The United States of America... the Union in this ongoing Civil War. A nation that believes that science and facts matter and have helped us spectacularly and will help us more, tomorrow.

BTW the WABANEMs were outnumbered at the polls. By 2.5 million and rising and probably vastly more, since the pop[ular vote was tweaked in every red state where voting machines have no audit capability.

What are WAMANEMs? Look up the term "lumpenproletariat." The same clade who fought against their own class interests for the plantation owners. Oh, be proud of the confederacy's victory.

It won't last.

David Brin said...

onward

I won't be back here.

onward

Anonymous said...

And that's exactly my point. There is no self reflection, just indignant bitterness. Unfortunately, I know what lummpen proletariat is, having to have studied Das Kapital while still in my teens. The inner city food-stamp demographic (which Clinton has openly called upon to support her) is it.
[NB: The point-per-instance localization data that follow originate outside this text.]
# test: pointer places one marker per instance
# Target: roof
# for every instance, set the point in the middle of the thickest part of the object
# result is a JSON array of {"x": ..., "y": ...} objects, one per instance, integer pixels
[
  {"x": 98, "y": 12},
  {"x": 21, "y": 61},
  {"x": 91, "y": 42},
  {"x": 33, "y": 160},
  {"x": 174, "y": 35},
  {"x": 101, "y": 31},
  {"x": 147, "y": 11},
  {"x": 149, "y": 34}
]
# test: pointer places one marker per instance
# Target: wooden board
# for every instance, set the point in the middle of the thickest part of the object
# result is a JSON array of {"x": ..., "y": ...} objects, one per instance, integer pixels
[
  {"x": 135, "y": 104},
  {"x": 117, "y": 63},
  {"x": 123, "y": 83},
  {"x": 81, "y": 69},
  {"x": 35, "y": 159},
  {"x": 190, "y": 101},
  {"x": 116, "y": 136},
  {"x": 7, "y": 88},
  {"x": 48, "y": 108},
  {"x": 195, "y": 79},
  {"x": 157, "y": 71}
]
And the Union is not in a Civil War yet, thankfully. If it gets to that point, the "North" will no longer have the Iowa, Kansas and any other heartland regiments. And I wouldn't count on Air BnB programmers to fill the ranks, either.

What's really interesting is that the self-appointed intellectuals refuse to even consider the possibility of having been wrong in something. I thought open-mindedness was a virtue, diversity and all.